I never really thought about how much celebrating Hispanic Heritage month would mean to me until I realized how important being a Latina is as a part of my identity. Growing up in a diverse area in New Jersey, I got to learn a lot about my Colombian and Bolivian cultures because of my family getting me into festivals, customs, traditions, food, music, dance, and more. I grew up with traditions that I thought were normal such as the Hispanic- State parades that I often attended and even have been part of, but now not being able to celebrate this at a predominantly white school has made me realize how much it is needed and how important it is. 

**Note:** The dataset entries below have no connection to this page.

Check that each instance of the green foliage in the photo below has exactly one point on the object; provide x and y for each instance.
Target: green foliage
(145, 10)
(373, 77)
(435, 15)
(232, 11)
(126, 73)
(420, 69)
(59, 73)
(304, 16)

I am grateful for the school letting Arthur Garcia and me show our community a presentation about Hispanic Heritage month. We got the chance to show more about where we are both from and many other Hispanic and Latino cultures. We were able to inform about the reasons people choose to migrate to the US. Some of these reasons are so that they can live in freedom, practice their religion freely, escape poverty and oppression, find better employment opportunities, and for the most part, to make their lives better for themselves and their children. Arthur and I went into what our parents went through when they came to the US as an example. 

Arthur Garcia

Arthur Garcia

Hispanic Heritage month originally lasted for only a week, established by President Lyndon Johnson in 1968, and then was expanded to a month under President Reagan in 1988. Hispanics and Latinos have made many contributions to American Society. The economy is one of the major contributions. They not only play roles as business owners and investors, but also being family members, students, and members of the armed forces. We thought it was important to highlight which countries were being represented at our school. 

With this, we decided to explain the difference between Hispanics and Latinos, which people often get confused or are just unaware of the difference. Hispanics are people who come from a Spanish speaking country, and Latinos are based off of the more geographical definition of coming from the South American region. The Hispanic staff at Dublin shared their opinions about Hispanic Heritage month as well. 

In the end, we recognized that it is so important to celebrate Hispanic heritage and cultures because it is important to celebrate all of our differences because it is what makes us such a beautiful and diverse nation. Celebrating our culture and heritage reminds us of where we come from and helps us value our families, the struggles they went through, and how valuable our contributions have been and will continue to be to improve our society.